C. Experimental Protocols
There were no practice trials with the slip perturbation. All participants received no information about slip intensity, perturbation foot, perturbation onset, and recovery. Before an experiment session began, each participant’s PWS was determined by the conventional protocol47,48. Then, each participant wore noise-cancelling headphones (QC45, Boss, USA) to mask the noise from the treadmill motors, which might possibly enable the participant to anticipate the onset of the perturbation. Each participant also wore safety harness (Fig.1). To minimize the impact of the wearing safety harness and ensure the validity of the load cell criteria, the vertical hip height in a seated position while wearing the safety harness was set to 37% of the participant’s height46.
The experiment session included 16 randomized trials, consisting of 12 perturbation trials (six perturbation intensities applied to both the left and right foot) and four false trials without any perturbation applied to either foot. The false trials were added to reduce any potential learning effects27,32. During 12 perturbation trials, the slip perturbation was randomly applied between the 26th and 50th steps to minimize the possibility of anticipating a slip occurrence.
During all the experimental trials, each participant was instructed to walk as normally as possible while keeping their gaze fixed on an “X” mark positioned 3 m ahead at eye level and not to hold onto the safety harness. White noise was played through the noise-cancelling headphones to remove ambient noise, such as belt running sounds. If a participant fell according to the load cell criteria (i.e., 30% of body weight46), both belts were immediately stopped for safety, and the trial was terminated. Otherwise, a participant continued walking for 20 steps at the pre-perturbation speed (i.e., PWS) after the perturbation, to ensure enough steps for successful recovery and a return to normal walking26,27,32,33. Each trial lasted less than 90 s. Consecutive trials were separated by 30 s of rest.

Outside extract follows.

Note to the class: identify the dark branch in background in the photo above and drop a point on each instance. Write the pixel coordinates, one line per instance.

D. Data and Statistical Analyses
The outcome measures (number of falls and non-falls and rates for the 12 trials, and maximal loading force for perturbation trials involving falls) were analyzed using SPSS (IBM Corp., Armonk, NY, USA). The preliminary statistical analysis for fall occurrence (i.e., fall (1) or non-fall (0)) and maximum loading forces indicated no significant effects of gender, perturbation foot (i.e., left or right), or perturbation trials (i.e., learning). Therefore, chi-square tests were performed to evaluate the association between fall occurrence and six perturbation intensities. Associations between fall occurrence and perturbation intensities were also assessed using odds ratios (OR) with 95% confidence intervals (CI) and relative risk (RR). After confirming the normal distributions of the maximum loading forces using the Shapiro-Wilk test, a two-way analysis of variance (ANOVA) was performed to assess the main effects of the three speeds and two durations and their interactions. Post hoc analysis using the Šídák method was performed to determine the factors influencing the main and interaction effects on the maximum loading forces. The significance levels were set at a 2-sided p < 0.05.